Discussion:
[uml-devel] cygnus-win32 port of User Mode Linux
Dan Aloni
2000-12-07 15:20:13 UTC
Permalink
Yesterday was a first attempt to port UML to Micro$oft Windows.

cygnus-win32 is the UNIX compatible environment that I tried to compile
Linux on. (http://www.cygwin.com)

This is what I came across in this attempt:

* Incomplete cygwin - Cygwin is incomplete to provide a fully UNIX
compatible layer, that means the important functions, like mmap(),
fork(), clone(), signal handling functions, are only partially
supported, which makes it quite difficult to port.
* binutils - 'as' creates COFF objects files on cygwin, I don't think
creating ELF objects is possible there. Why is this a problem? Well, we
COFF doesn't have all the features like ELF does, so linking will be
more difficult.
* a buggy ld - ld turns completely insane when trying to link relocatable
object files. The solution is to link all regular object files in the
kernel in one strike to create the Microsoft-intimidating LINUX.EXE
file ;)
* The Win32 API and design - One of the most nasty APIs out there, with
a quite limited support for POSIX standards.
* mkdep.c (what makes 'make dep' possible in the kernel), needed patching
because mmap() didn't work there.
* gcc, for some reason, decided to complaine about stray '\'s in
some places where multi-lined macros where defined.


So what did we get from this? I've patched around some Makefiles, removed
some ELF dependancies from asm code, and the kernel marvelously started
compiling on my cygwin system...

All the code besides the arch specific (fs/*, net/*, mm/*, kernel/*,
etc) compiles nicely to object files. The only compiliation problem now is
the arch specific code that resides in arch/um/*.

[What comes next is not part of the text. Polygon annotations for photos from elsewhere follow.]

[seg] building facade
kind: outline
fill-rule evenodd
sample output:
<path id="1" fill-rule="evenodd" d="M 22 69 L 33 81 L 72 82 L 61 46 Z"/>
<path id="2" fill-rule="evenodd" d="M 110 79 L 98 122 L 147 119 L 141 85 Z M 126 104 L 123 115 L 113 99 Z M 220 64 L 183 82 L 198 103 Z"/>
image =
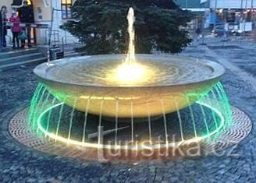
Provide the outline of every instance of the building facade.
<path id="1" fill-rule="evenodd" d="M 17 10 L 23 5 L 26 0 L 1 0 L 0 6 L 8 9 L 8 17 L 12 11 Z M 65 44 L 76 43 L 77 39 L 68 32 L 60 29 L 66 21 L 71 18 L 70 7 L 74 0 L 27 0 L 34 10 L 34 24 L 31 25 L 31 37 L 34 43 L 47 44 L 49 30 L 52 26 L 52 40 L 64 40 Z M 9 33 L 10 35 L 11 33 Z"/>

This is very preliminary, so no public patches at the moment. If anyone
can help, jump in.
--
Dan Aloni
***@karrde.org
Lars Brinkhoff
2000-12-07 21:15:19 UTC
Permalink
Post by Dan Aloni
* Incomplete cygwin - Cygwin is incomplete to provide a fully UNIX
compatible layer, that means the important functions, like mmap(),
As far as I could tell when I looked at Cygwin, mmap() was supported
when running in Windows NT (and 2000, I guess), but not in Windows 95
(nor 98, again a guess).
Post by Dan Aloni
* gcc, for some reason, decided to complaine about stray '\'s in
some places where multi-lined macros where defined.
Sometimes I have this problem, and it's usually because the line ends
with (in C syntax) "\\\r\n" instead of just "\\\n". The pre-processor
apparently doesn't recognize the backslash-carriage_return-linefeed
sequence to be a line continuation. Solution: convert CRLF line
separators to LF.

I don't know if this is the source of your problem. Could LFs have
been converted to CRLFs when you edited files with a Windows editor?
--
http://lars.nocrew.org/
Michael Vines
2000-12-08 14:38:21 UTC
Permalink
Post by Dan Aloni
Yesterday was a first attempt to port UML to Micro$oft Windows.
.
<snip snip>
.
Post by Dan Aloni
This is very preliminary, so no public patches at the moment. If anyone
can help, jump in.
I was thinking about this last night, once the kernel is compiling with
cygwin (ie. once the bulk of the work is done) I could probably help out
with merging/rewriting the syscall trapping code from LINE
(http://neomueller.org/~isamu/line/) into UML if nobody else is doing
it. The actual relevant code is quite small.

I'm a little unsure on the details but I wonder if we could create
something like another binfmt for native x86 Linux executables on the
cygwin/NT port. Then you could do uber-cool things like have native
cygwin (COFF?) Linux applications running in the same UML as regular x86
Linux apps. But I guess that also depends on how the native cygwin apps
invoke a syscall. If they use a int 0x80 like real Linux apps then there
would be no need for the distinction (except perhaps in the loader).
Although I don't think that int 0x80 would be the best method for native
NT apps given a choice.

Just some random thoughts...

Mike
Michael Vines
2000-12-08 14:43:09 UTC
Permalink
I think sendmail ate half of my message! resending...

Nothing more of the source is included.